Seat will use its next-generation Leon to launch its first hybrid and electric cars from 2012 as part of its new five-year plan, although there are still no plans for the firm to enter into new market segments.
The Spanish manufacturer is currently testing a plug-in hybrid version of the Leon, known as Twin Drive, and this is expected to be part of the next Leon range that’s scheduled to arrive in late 2012.
An all-electric version of the Leon is also likely after Volkswagen announced plans to build an all-electric version of the Golf (the car on which the Leon is based) from 2013. That car’s drivetrain is likely to come from the IBE concept from Geneva, although there are no plans to put the IBE itself into production.
The standard Leon range itself will be the first Seat to adopt many of the new design features of the IBE concept. Both three and five-door hatchback variants will be offered, while an estate version is also likely given Seat’s desire to boost capacity at its Martorell plant.
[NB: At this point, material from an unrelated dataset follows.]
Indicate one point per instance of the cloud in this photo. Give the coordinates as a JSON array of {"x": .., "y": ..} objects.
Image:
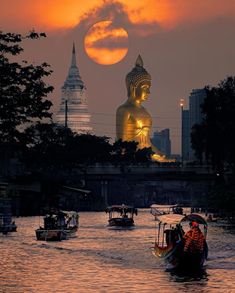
[{"x": 63, "y": 14}]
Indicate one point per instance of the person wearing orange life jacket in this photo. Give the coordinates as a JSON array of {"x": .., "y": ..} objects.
[{"x": 194, "y": 240}]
Seat, along with Skoda, has already confirmed it will launch its own variant of VW’s Up city car. This is also penciled in for a 2012 launch; the car is still at the design stage of its development.
As with VW’s Up, Seat’s version will almost certainly be offered with an all-electric drivetrain.
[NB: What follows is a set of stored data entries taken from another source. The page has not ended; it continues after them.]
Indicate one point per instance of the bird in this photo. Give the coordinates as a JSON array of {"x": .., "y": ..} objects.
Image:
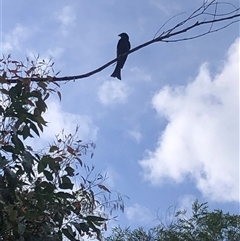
[{"x": 123, "y": 46}]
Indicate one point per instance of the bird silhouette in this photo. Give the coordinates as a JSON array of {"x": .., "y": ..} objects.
[{"x": 123, "y": 46}]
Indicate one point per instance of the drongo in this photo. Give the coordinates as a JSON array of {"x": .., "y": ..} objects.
[{"x": 123, "y": 46}]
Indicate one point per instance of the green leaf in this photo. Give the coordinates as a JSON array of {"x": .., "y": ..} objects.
[
  {"x": 64, "y": 195},
  {"x": 69, "y": 233},
  {"x": 21, "y": 228},
  {"x": 70, "y": 171},
  {"x": 53, "y": 148},
  {"x": 26, "y": 132},
  {"x": 16, "y": 90},
  {"x": 18, "y": 143},
  {"x": 9, "y": 148},
  {"x": 95, "y": 218},
  {"x": 34, "y": 128},
  {"x": 48, "y": 175},
  {"x": 66, "y": 183}
]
The five-year plan to turn around the fortunes of VW’s Spanish subsidiary is soon to be revealed by new CEO James Muir, who joined Seat from Mazda last September.
Utilising the spare capacity of Martorell is key to these plans; Muir wants the plant to work at more than 90 per cent of its capacity, up from the 60 per cent of today.
However, these plans won’t include the firm entering new market segments. Seat’s plans to launch its Tribu compact SUV are “on ice”, according to one insider, with the firm not keen on entering a new sector due to the recession.
There are still no plans for a Seat sports car either. Such a model would allow Seat to better project its image as VW’s sporty subsidiary, but the low demand for a Seat sports car and the lack of popularity for the segment in its Spanish home market have made such a model in the future unlikely.